Moving Beyond Limited Marketing Thinking

Using Relational Marketing and Mutual Relationship Marketing to Achieve Better Customer Retention

What is the most important relationship element of a successful business?  – Customers. Without customers, there are no sales, no achieving objectives; eventually no employees either.

Whether short term or long term, all business is about relationships and exchanges of value, externally as well as internally. This of course should be one of the basic definitions of marketing.

Whether it is building relationships with customers, partners, employees, and/or vendors, everything successful about your business depends on the relationships formed

The basic business transaction is that between the seller and a buyer. The most basic purpose of all marketing is to develop, encourage and facilitate a value exchange process between provider (seller) and buyer to achieve objectives

It is important for you as well as your partners in the value adding chain, to consider mutual relationship building with your customers. You can do this from the first point of contact to the final interaction, with relationship marketing.

Marketing Strategies

As I have written about before, there are two basic versions of marketing – the traditional (older and more limited) Transactional Marketing and the relatively more recent Relational Marketing Strategy.

While Transactional marketing is focused on the provider (seller) achieving their own objectives as quickly as possible, Relational marketing, is focused on both buyer and provider (seller) achieving their objectives by working together.

Relational marketing sees the sale as the first step in the building of a relationship – creating an on-going customer.

Relational Marketing Strategy refers to the primary strategic goal (and attendant objectives) of building long-term and mutually beneficial arrangements where both the buyer and seller have an interest in maintaining a more satisfying exchange.  Thus, if the company can build a relationship with the customer – find out who he or she is, what needs are important, it will be able to gain a lot more than just the ad hoc approach of transactional marketing.

Relational marketing recognises the value of building and maintaining customer relationships as the path to long term success, while still being able to use traditional (as well as new) Marketing Mix methods.

Relational Marketing treats marketing as a process that not only seeks current sales but sets out to build them over time, rather than single partially connected events.

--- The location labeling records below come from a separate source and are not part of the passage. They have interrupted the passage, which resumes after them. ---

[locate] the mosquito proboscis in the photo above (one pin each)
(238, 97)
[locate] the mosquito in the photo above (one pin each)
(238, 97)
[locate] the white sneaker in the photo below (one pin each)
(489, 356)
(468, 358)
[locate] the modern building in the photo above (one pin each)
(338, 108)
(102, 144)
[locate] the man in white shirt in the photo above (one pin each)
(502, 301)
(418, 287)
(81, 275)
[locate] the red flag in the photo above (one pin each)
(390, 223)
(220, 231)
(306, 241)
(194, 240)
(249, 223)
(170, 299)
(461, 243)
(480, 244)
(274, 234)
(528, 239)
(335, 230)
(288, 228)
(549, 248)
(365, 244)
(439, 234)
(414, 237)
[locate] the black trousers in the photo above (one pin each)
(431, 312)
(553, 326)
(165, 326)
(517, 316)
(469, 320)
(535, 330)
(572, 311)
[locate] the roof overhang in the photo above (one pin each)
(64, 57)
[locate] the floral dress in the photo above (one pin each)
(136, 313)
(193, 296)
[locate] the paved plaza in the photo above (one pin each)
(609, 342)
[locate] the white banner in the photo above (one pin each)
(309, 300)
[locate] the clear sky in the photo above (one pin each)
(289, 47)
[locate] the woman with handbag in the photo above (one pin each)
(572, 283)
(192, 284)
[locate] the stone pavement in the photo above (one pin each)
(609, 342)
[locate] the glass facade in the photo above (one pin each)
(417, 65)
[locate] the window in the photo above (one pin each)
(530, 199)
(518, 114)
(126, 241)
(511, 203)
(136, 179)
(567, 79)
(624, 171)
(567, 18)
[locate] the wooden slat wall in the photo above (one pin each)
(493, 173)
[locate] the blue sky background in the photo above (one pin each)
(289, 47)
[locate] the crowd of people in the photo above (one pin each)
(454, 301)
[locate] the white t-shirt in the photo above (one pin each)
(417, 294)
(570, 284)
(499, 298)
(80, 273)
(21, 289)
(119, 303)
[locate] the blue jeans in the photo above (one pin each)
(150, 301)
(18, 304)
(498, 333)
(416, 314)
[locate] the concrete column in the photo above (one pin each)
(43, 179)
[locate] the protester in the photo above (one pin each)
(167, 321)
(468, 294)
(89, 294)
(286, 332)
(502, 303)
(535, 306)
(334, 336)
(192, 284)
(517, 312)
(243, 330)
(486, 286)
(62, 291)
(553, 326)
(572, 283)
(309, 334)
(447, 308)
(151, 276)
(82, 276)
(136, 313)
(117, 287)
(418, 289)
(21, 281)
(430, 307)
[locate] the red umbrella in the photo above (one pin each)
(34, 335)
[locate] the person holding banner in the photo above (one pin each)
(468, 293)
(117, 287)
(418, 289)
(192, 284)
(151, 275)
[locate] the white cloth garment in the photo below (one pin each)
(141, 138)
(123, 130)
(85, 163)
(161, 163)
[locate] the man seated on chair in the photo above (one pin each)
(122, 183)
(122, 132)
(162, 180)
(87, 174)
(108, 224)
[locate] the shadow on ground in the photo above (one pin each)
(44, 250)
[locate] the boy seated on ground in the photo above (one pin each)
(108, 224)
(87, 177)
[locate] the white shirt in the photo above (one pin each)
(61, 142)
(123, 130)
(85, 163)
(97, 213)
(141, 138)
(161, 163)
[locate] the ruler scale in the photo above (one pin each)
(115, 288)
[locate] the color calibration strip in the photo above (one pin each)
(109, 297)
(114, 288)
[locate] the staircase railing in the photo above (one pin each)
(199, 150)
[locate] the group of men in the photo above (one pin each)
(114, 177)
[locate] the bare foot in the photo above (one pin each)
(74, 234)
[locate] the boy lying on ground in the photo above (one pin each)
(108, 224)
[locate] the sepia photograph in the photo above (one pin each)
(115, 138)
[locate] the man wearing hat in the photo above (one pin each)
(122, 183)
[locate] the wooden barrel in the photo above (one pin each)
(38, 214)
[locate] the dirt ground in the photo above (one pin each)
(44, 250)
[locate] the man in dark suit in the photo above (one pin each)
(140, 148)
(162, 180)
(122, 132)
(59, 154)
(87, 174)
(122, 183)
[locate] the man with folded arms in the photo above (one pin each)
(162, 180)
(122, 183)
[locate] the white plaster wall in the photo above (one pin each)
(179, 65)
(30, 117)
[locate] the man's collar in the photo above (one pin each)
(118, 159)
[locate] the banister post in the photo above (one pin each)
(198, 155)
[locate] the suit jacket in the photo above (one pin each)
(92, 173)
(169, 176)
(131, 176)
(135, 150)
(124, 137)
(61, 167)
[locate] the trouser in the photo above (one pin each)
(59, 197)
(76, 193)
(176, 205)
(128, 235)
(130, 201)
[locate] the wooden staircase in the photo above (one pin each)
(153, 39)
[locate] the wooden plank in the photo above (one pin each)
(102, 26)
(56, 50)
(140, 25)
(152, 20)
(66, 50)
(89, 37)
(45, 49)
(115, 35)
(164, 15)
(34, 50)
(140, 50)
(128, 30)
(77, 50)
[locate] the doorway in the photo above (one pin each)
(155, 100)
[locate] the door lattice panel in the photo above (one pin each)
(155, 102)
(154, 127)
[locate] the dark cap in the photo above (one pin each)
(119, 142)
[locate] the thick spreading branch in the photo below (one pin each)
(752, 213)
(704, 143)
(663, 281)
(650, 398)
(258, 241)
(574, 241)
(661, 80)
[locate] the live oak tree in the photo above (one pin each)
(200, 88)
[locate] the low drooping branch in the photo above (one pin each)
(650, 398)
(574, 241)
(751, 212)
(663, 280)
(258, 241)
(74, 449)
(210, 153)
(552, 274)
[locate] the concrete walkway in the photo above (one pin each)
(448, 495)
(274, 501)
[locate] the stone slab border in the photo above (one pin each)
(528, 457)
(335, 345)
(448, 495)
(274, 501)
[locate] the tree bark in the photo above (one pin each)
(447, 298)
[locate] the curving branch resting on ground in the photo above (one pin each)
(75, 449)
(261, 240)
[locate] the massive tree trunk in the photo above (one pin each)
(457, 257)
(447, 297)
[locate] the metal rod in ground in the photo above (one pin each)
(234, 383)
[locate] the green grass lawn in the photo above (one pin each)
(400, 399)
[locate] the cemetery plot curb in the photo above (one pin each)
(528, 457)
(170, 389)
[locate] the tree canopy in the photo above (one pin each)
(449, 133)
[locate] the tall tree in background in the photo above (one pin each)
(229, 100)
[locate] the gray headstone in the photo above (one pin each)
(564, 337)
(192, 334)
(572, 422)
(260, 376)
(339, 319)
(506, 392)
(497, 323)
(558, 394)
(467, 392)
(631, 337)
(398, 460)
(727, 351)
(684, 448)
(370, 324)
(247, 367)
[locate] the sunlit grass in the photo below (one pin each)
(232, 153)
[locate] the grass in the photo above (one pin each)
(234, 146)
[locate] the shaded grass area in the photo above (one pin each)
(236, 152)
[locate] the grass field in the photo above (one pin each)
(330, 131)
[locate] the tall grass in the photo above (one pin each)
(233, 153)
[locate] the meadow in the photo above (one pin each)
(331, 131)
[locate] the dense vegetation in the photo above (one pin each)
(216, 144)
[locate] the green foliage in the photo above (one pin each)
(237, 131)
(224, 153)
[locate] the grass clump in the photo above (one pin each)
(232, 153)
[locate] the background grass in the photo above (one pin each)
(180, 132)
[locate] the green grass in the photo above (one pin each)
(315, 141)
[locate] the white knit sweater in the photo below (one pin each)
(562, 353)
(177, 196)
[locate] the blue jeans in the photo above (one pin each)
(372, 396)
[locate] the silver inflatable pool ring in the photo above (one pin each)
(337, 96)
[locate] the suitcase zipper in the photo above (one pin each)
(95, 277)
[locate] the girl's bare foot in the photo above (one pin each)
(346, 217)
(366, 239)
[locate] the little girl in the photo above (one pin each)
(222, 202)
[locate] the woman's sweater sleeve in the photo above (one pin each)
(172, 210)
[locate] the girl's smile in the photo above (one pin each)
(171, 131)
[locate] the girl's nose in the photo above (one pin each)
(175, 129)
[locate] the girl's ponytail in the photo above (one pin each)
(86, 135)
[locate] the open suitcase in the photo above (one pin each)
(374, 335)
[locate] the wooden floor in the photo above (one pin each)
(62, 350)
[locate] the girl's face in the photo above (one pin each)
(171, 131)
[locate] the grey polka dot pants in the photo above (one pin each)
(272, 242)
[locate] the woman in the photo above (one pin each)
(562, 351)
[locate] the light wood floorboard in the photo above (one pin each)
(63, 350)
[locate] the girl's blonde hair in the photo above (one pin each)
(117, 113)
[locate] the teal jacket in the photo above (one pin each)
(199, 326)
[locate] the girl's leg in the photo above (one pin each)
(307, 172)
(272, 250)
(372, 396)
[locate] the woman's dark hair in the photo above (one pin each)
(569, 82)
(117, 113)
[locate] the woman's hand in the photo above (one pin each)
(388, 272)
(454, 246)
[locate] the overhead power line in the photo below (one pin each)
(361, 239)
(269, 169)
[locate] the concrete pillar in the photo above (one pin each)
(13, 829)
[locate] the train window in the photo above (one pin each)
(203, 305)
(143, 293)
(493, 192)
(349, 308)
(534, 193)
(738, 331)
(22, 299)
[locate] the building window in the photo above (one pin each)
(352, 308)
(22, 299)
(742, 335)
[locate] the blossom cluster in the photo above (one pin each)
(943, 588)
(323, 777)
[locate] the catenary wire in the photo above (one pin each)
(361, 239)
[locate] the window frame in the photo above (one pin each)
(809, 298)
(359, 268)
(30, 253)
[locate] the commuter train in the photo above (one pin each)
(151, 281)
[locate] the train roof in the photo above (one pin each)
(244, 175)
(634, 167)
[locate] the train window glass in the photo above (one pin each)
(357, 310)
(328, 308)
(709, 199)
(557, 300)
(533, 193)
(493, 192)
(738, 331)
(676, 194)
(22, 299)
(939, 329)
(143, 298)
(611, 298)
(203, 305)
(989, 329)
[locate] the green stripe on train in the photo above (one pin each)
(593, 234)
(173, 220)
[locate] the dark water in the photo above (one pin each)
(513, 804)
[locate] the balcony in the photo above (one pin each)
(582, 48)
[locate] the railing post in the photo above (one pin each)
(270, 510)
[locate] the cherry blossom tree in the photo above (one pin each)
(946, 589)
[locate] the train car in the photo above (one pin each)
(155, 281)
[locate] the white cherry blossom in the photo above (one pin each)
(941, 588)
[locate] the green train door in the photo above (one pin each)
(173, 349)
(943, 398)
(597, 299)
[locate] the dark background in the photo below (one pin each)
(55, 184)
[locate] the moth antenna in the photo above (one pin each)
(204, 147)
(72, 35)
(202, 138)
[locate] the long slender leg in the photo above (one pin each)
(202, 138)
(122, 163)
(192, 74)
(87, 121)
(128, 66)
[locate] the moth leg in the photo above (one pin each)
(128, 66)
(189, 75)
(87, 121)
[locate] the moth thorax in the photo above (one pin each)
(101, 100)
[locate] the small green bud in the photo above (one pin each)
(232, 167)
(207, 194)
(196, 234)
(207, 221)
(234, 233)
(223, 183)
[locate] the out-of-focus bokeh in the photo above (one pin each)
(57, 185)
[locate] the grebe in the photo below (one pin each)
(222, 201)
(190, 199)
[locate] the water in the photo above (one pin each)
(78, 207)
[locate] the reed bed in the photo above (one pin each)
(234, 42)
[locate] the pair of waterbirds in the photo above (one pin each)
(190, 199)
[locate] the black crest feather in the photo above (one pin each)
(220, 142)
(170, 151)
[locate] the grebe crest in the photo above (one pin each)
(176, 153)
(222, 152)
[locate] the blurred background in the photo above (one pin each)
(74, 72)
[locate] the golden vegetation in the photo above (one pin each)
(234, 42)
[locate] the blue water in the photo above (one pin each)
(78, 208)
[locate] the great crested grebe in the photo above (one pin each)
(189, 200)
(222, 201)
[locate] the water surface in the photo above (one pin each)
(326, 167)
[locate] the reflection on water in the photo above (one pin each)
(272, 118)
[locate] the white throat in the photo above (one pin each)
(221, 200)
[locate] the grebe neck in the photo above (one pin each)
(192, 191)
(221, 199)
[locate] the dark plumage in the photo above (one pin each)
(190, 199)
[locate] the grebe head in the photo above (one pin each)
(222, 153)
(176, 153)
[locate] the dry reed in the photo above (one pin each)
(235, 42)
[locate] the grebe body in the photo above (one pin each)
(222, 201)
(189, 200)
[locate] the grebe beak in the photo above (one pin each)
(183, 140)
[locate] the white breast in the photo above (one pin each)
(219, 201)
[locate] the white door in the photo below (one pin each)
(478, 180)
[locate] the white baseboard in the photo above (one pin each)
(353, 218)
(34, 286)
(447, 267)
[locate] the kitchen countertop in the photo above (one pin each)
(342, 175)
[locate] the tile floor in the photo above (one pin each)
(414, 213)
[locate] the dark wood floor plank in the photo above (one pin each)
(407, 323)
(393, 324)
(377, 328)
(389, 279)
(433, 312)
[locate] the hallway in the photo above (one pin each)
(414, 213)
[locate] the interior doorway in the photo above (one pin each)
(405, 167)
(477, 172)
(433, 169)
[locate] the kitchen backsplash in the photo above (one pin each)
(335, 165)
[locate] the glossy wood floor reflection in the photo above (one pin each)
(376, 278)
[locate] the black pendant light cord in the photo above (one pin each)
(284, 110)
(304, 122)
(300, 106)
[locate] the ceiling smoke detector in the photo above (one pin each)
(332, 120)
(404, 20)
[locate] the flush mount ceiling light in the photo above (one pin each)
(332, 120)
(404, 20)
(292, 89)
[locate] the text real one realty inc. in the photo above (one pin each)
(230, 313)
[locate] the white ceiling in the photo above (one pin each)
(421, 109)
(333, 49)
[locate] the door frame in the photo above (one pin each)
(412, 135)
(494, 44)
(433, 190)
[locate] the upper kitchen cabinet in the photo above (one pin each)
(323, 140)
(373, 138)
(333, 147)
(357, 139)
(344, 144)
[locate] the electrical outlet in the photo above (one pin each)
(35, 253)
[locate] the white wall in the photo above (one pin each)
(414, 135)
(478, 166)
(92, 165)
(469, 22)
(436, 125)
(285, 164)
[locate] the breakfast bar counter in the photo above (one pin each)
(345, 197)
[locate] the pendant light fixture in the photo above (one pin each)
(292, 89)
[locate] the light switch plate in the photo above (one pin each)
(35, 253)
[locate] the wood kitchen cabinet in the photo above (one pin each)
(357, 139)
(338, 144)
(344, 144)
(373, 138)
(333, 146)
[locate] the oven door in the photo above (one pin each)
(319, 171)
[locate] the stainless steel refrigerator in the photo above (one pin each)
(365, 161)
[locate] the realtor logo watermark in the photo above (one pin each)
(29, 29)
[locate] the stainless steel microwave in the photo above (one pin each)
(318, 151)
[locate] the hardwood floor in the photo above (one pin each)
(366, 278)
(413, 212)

Mutual Relationship Marketing differs from Relationship Marketing

Mutual Relationship Marketing is a strategy where the company and aligned partners combine their efforts – Products (both goods and services) to form mutually beneficial relationships to acquire and maintain customers over longer period.  It is a strategic attempt to involve more exchange partners in building a long-term association characterised by purposeful co-operation and mutual dependence and the development of social, as well as structural bonds.

There have been many definitions of Relationship Marketing.  Most of them concentrating on the relationship to be formed with customers by a single provider.

Wikipedia (http://en.wikipedia.org/wiki/Relationship_marketing) says “Relationship marketing was first defined as a form of marketing developed from direct response marketing campaigns which emphasises customer retention and satisfaction, rather than a dominant focus on sales transactions”  This seems more like the definition of Relational Marketing.

The American Marketing Association Dictionary (http://www.marketingpower.com/_layouts/Dictionary.aspx) says Relationship marketing is “Marketing with the conscious aim to develop and manage long-term and/or trusting relationships with customers, distributors, suppliers, or other parties in the marketing environment.”  This shows a wider concept than just a focus on the customers of one company.

The following is a definition that takes an extended approach.

Mutual Relationship marketing is a strategy where the firm and partners provide combined products (goods and services) by forming mutually beneficial relationships to acquire and maintain customers– resulting better value outcomes for all parties. It focuses on the value enhancement of combining to provide a better overall product experience (both goods and services) to the same customers.

Mutual Relational Marketing better combines and manages the customer experience along the whole (or part) of the value adding chain Thus (for example) a combined offer that includes the manufacturer, retailer credit provider, installer and customer support.

A Mutual Relational Marketing approach recognises that a customer may value a combined approach to solving their purchase needs, rather than having to undertake a number of activities themselves to achieve the satisfaction of owning and using the product.

Goals of Mutual Relationship Marketing

A relationship marketing approach, within a Relational Marketing Strategy framework should have four basic goals:

Greater Customer Satisfaction – Relationship marketing relies upon increasing the total satisfaction of a customer. By providing quality goods and a holistic and personal selling strategy, each individual customer becomes relevant to the total customer base.

Access to More Customers – though natural sharing between customers

Customer Retention – Relationship marketing is also focused on retention. By providing exemplary customer service and exceeding the customer’s expectations, they will want to do business with you again and again. It is human nature to do business and have contact with others who make us feel comfortable and offer a pleasant experience.

Lower Costs in Customer Acquisition and Retention – Because the resources of more companies are mutually shared

Now certainly establishing Mutual Relationship Marketing with other providers may not be easy.  It is afterall a more formalised version of the the well known channels of distribution – vertical marketing – and will require goodwiil, good understanding, good management to make it work.  But the results and benefits may well be worth the effort.